California fast food staffing grew by 107,000 or 34% growth, which doubled the statewide 16% hiring expansion. Fast food equaled 5% of the 2 million hires statewide.
This was a period where the minimum wage jumped 72% to $5.75 from $3.35. That was nearly double the 38% overall inflation rate.
But dining-out prices rose only 29% – likely due to the significant marketing battles of that era. Do you remember the $1 burgers and cheap taco promotions?
2001-2012: Double dips
Two recessions – one of legendary scope – cooled fast food and iced the rest of the California economy.
Still, the state’s fast food industry added only 79,000 jobs in this period or 19% growth. At the same time, however, all other bosses in total cut 37,500 California workers. Remember, the dot-com crash and the Great Recession throttled employers’ willingness to add staff in most industries.
In these economically uncertain times, the state’s minimum wage rose only 39% to $8 from $5.75. The bump was on par with the overall inflation rate.

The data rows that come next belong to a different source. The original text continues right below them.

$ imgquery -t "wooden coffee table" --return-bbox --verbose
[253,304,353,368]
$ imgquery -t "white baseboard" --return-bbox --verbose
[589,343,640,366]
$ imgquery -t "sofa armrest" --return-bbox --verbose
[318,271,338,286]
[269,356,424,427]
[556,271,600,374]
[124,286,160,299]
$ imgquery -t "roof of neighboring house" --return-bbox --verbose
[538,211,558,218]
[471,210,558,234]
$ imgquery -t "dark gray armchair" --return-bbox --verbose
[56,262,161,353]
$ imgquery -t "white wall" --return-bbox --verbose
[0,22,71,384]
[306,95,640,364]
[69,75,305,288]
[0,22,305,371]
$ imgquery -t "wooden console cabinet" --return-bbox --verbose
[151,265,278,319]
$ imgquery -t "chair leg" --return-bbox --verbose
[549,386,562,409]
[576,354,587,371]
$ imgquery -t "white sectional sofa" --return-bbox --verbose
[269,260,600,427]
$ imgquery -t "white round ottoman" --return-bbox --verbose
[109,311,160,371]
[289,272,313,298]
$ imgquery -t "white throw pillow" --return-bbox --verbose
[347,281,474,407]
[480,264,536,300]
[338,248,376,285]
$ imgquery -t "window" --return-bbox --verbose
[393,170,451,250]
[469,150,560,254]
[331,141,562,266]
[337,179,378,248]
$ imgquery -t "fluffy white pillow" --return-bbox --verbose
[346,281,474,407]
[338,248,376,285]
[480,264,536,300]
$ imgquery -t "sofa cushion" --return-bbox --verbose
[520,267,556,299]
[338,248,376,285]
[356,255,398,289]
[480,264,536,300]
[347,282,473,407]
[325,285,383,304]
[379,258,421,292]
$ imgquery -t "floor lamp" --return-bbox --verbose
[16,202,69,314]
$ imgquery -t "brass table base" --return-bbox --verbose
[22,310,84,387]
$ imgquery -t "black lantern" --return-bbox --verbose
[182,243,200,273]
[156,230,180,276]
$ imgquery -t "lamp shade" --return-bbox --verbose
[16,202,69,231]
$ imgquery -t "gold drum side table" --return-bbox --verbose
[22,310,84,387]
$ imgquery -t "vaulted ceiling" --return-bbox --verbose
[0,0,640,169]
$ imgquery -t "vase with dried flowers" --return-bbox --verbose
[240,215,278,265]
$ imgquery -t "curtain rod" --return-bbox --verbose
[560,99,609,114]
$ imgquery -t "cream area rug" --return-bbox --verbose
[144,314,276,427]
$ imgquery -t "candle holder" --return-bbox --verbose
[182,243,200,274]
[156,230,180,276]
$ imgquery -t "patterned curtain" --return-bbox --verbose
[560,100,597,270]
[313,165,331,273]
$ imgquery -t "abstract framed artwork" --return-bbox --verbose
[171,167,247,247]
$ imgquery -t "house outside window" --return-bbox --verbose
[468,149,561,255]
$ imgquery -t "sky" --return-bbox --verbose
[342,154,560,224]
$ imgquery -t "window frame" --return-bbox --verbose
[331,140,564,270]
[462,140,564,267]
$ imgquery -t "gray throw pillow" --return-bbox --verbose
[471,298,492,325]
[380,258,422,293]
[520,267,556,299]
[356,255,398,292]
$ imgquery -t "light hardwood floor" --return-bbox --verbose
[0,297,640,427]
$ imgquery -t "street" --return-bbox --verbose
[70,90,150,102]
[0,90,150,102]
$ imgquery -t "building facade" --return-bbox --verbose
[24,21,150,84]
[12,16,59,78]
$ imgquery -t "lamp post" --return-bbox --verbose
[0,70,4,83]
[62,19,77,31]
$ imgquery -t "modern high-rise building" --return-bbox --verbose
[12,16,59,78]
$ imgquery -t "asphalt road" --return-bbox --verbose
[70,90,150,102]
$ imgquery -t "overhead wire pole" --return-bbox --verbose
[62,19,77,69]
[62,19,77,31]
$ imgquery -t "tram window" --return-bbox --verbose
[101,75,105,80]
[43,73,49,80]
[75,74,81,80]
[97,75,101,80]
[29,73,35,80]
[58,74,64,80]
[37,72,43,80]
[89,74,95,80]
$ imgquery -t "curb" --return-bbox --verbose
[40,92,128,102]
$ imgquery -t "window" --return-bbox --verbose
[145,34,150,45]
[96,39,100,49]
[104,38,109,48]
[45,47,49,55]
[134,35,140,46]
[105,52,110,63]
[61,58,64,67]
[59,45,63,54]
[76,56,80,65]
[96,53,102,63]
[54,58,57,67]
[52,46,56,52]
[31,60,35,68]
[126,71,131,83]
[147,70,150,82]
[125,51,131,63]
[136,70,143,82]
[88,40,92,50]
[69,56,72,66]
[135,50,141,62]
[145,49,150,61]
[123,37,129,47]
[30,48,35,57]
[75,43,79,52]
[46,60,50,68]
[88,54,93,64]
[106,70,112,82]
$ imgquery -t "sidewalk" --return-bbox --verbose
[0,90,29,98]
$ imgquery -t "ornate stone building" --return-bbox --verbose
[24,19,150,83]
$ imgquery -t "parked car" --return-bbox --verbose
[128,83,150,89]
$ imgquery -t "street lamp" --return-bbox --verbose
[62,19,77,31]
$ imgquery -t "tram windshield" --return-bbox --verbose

Yet dining-out prices rose faster, a 43% increase, as busy consumers grew fonder of eating away from home.
2013-2023: The boom
Quick-serve eateries have flourished. Smaller chains brought new flavors and excitement to the industry as pandemic-era twists helped popularize take-out and delivery dining.
Fast food added 236,700 jobs or 47% growth – that’s 7% of all hires and double the statewide 22% hiring pace.
In this period, the minimum wage nearly doubled (to $15.50 from $8) vs. 39% overall inflation – most of that hike coming in the past two years.
Please note that dining-out prices jumped 53%, easily exceeding broader inflation.
Bottom line
Ponder fast food’s pricier competition, full-service dining.
From 1990 through 2015, staffing at these two styles of eating out moved essentially in tandem.
Eight years ago, when the state minimum wage was $9, full-service had 626,000 California workers – up 297,000 since 1990. Fast food staffing was 605,000 – up 292,000 in 25 years.
Fast-forward to 2023. Full-service added just 2,000 positions statewide in eight years. Fast food grew by 139,000.
This growth gap can be tied to everything from changing consumer demands to pandemic business restrictions to fast food’s price advantage.
But far costlier quick-serve meals seem to be a likely outcome of the coming higher minimum wage. Will that ultimately slow fast food’s growth, too?